But there are some autobiographical details about Valentino that give one pause. A person who loomed large over Valentino’s life was one Alla Nazimova [52]. Nazimova (real name Marem-Ides Leventon) was a Russian-born Jew and a popular film actress in her own right, but more than that, behind the scenes, Nazimova was Queen Bee of Hollywood’s gay mafia (which was a thing even back then). Her parties were infamous for their debauchery and her appetite for women was voracious. She slept with scores of women, including famous novelists, actresses, poets, directors, and even Oscar Wilde’s niece. Alla Nazimova was also Nancy Reagan’s godmother, which, come to think of it, might explain a few things.

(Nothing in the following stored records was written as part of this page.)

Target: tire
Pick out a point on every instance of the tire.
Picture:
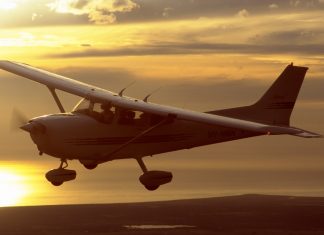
(152, 187)
(90, 166)
(57, 183)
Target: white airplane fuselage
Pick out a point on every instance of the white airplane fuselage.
(78, 136)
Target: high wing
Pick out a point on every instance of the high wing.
(54, 81)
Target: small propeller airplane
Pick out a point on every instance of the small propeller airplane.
(106, 126)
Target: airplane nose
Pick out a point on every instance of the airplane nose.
(34, 128)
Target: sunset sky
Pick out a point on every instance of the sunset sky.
(203, 54)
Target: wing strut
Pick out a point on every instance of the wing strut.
(168, 119)
(57, 100)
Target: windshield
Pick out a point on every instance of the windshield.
(82, 106)
(106, 113)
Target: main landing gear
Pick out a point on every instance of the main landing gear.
(58, 176)
(152, 180)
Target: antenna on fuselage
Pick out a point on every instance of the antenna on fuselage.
(149, 95)
(122, 91)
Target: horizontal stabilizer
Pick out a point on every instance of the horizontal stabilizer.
(307, 134)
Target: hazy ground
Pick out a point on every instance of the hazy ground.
(249, 214)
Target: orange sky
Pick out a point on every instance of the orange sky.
(204, 54)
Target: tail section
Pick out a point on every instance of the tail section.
(276, 105)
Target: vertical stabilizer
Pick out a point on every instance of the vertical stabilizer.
(276, 105)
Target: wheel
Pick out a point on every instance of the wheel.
(152, 187)
(90, 166)
(57, 183)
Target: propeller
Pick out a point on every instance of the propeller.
(18, 119)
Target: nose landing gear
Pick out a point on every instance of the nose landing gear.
(152, 180)
(58, 176)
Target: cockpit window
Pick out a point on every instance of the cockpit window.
(82, 107)
(106, 113)
(102, 112)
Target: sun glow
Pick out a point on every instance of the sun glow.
(7, 5)
(12, 188)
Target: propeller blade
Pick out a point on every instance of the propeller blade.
(18, 119)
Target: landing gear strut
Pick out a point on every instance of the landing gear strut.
(152, 180)
(58, 176)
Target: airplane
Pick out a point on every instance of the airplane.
(106, 126)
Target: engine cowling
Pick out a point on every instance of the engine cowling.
(58, 176)
(152, 180)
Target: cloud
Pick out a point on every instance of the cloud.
(243, 13)
(273, 6)
(198, 49)
(98, 11)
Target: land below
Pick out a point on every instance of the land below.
(246, 214)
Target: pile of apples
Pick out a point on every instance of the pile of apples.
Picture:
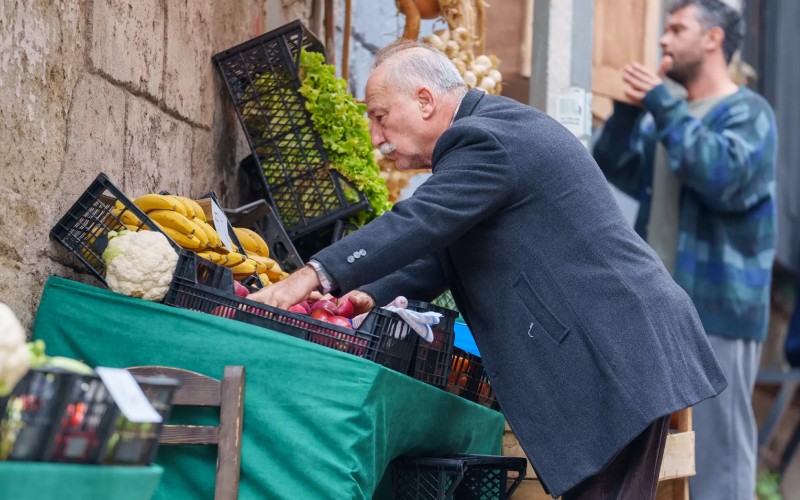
(337, 312)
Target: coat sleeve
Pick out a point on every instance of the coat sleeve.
(728, 163)
(423, 279)
(619, 151)
(472, 178)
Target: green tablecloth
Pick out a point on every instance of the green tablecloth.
(318, 423)
(50, 481)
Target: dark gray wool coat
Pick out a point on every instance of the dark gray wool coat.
(585, 336)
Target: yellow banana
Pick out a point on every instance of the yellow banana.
(199, 233)
(249, 266)
(152, 201)
(263, 248)
(216, 258)
(196, 208)
(235, 258)
(211, 234)
(181, 201)
(173, 220)
(246, 240)
(186, 241)
(266, 262)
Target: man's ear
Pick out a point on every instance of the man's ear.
(714, 38)
(426, 101)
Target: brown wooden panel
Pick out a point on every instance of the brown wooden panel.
(189, 434)
(624, 32)
(195, 389)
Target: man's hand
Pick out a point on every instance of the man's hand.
(294, 289)
(640, 80)
(362, 303)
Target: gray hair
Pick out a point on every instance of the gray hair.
(717, 14)
(425, 65)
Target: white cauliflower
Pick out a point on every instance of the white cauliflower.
(139, 264)
(14, 354)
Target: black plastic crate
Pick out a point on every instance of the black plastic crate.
(289, 167)
(30, 414)
(468, 379)
(459, 477)
(432, 360)
(84, 229)
(307, 198)
(87, 415)
(259, 217)
(136, 443)
(200, 285)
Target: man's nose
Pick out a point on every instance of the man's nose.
(376, 135)
(662, 42)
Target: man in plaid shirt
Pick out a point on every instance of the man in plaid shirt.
(703, 170)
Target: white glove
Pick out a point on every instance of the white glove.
(419, 322)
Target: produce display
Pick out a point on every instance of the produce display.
(341, 124)
(187, 224)
(139, 264)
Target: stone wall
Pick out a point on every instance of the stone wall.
(124, 87)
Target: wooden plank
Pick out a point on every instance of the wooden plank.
(678, 458)
(681, 421)
(229, 454)
(195, 389)
(529, 489)
(189, 434)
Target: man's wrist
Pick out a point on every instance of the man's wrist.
(326, 283)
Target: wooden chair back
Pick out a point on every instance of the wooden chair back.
(199, 390)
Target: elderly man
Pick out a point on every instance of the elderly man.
(588, 342)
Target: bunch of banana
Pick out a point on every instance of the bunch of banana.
(180, 218)
(258, 262)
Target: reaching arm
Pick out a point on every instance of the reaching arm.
(728, 163)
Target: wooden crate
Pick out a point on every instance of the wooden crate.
(676, 467)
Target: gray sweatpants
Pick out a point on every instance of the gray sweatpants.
(726, 437)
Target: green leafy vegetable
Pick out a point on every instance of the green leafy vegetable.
(340, 122)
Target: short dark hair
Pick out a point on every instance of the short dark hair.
(717, 14)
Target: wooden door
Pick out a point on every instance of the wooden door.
(625, 31)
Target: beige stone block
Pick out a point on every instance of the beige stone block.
(205, 177)
(158, 150)
(95, 139)
(187, 76)
(127, 42)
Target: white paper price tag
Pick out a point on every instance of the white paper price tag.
(128, 395)
(221, 225)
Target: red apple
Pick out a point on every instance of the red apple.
(321, 314)
(340, 321)
(298, 309)
(240, 289)
(345, 308)
(326, 305)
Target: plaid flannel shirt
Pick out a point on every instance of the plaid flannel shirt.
(727, 222)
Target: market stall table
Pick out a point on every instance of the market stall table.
(54, 481)
(318, 423)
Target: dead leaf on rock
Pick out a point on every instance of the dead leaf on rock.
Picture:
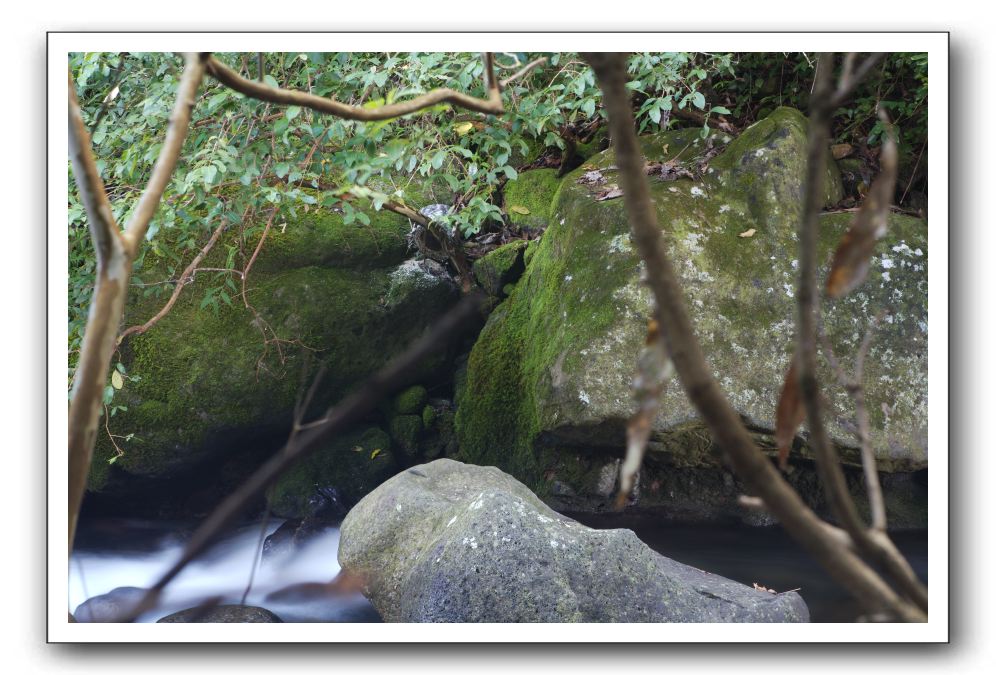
(853, 256)
(788, 415)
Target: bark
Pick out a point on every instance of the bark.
(696, 378)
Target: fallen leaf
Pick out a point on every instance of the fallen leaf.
(853, 256)
(788, 415)
(611, 193)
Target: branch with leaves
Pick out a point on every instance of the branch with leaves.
(829, 545)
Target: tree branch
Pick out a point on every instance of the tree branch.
(878, 548)
(264, 92)
(185, 278)
(176, 133)
(696, 377)
(305, 439)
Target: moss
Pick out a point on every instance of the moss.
(428, 416)
(500, 267)
(411, 400)
(533, 191)
(405, 432)
(322, 239)
(354, 463)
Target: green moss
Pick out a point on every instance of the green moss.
(405, 432)
(411, 400)
(533, 191)
(323, 239)
(428, 417)
(354, 463)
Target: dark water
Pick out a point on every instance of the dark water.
(766, 556)
(113, 553)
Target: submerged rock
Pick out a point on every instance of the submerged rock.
(223, 614)
(208, 382)
(547, 391)
(110, 606)
(450, 542)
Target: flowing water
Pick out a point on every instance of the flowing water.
(116, 553)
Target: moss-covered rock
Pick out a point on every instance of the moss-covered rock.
(209, 381)
(500, 267)
(551, 370)
(405, 432)
(411, 400)
(353, 464)
(530, 196)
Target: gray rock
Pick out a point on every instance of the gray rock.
(451, 542)
(552, 369)
(223, 614)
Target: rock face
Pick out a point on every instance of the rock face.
(449, 542)
(223, 614)
(211, 381)
(547, 391)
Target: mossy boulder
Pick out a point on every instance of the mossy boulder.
(352, 465)
(411, 400)
(405, 432)
(211, 381)
(501, 267)
(551, 370)
(529, 198)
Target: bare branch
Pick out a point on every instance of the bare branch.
(695, 375)
(300, 445)
(880, 549)
(264, 92)
(100, 218)
(162, 171)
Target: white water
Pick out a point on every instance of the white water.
(222, 571)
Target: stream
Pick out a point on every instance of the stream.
(112, 553)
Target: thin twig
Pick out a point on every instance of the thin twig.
(187, 276)
(392, 377)
(264, 92)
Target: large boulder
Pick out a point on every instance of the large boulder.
(210, 380)
(451, 542)
(547, 391)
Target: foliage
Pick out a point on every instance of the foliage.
(244, 157)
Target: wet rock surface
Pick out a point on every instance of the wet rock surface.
(449, 542)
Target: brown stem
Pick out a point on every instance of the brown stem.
(696, 377)
(264, 92)
(878, 548)
(307, 439)
(162, 170)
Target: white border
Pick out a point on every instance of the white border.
(936, 44)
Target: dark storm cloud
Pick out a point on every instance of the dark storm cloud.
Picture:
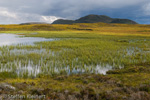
(16, 11)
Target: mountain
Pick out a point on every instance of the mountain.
(95, 19)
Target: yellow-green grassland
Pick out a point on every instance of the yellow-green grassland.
(69, 65)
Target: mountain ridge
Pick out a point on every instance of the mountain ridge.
(95, 19)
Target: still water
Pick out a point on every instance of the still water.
(13, 39)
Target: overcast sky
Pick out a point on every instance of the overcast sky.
(20, 11)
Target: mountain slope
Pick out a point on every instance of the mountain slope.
(95, 19)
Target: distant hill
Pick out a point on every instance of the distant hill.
(63, 21)
(95, 19)
(29, 23)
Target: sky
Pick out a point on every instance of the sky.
(22, 11)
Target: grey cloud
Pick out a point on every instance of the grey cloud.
(34, 10)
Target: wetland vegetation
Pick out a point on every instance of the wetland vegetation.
(78, 61)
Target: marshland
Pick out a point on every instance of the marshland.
(97, 61)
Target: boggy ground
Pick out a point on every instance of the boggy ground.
(132, 83)
(115, 44)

Nazimova played a key role in lobbying for Valentino while he was still a struggling unknown actor. Valentino’s first wife, Jean Acker, was a lesbian and Nazimova’s ex-lover. Why Acker married Valentino is anyone’s guess. She reportedly locked him out of her bedroom on their wedding night and the marriage was never consummated. That didn’t stop her from calling herself Mrs. Rudolph Valentino after he hit the big time. Acker spent their marriage living in a separate residence with her lesbian lover, actress Grace Darmond [53]. I can only imagine how much lesbian street cred Darmond must have had being able to claim that she stole Rudolph Valentino’s woman. Anyway, the nature of this first marriage has caused some to suspect that it was a “lavender marriage.” Why else would a guy who could have any woman he wanted choose a lesbian to be his wife unless he was gay himself?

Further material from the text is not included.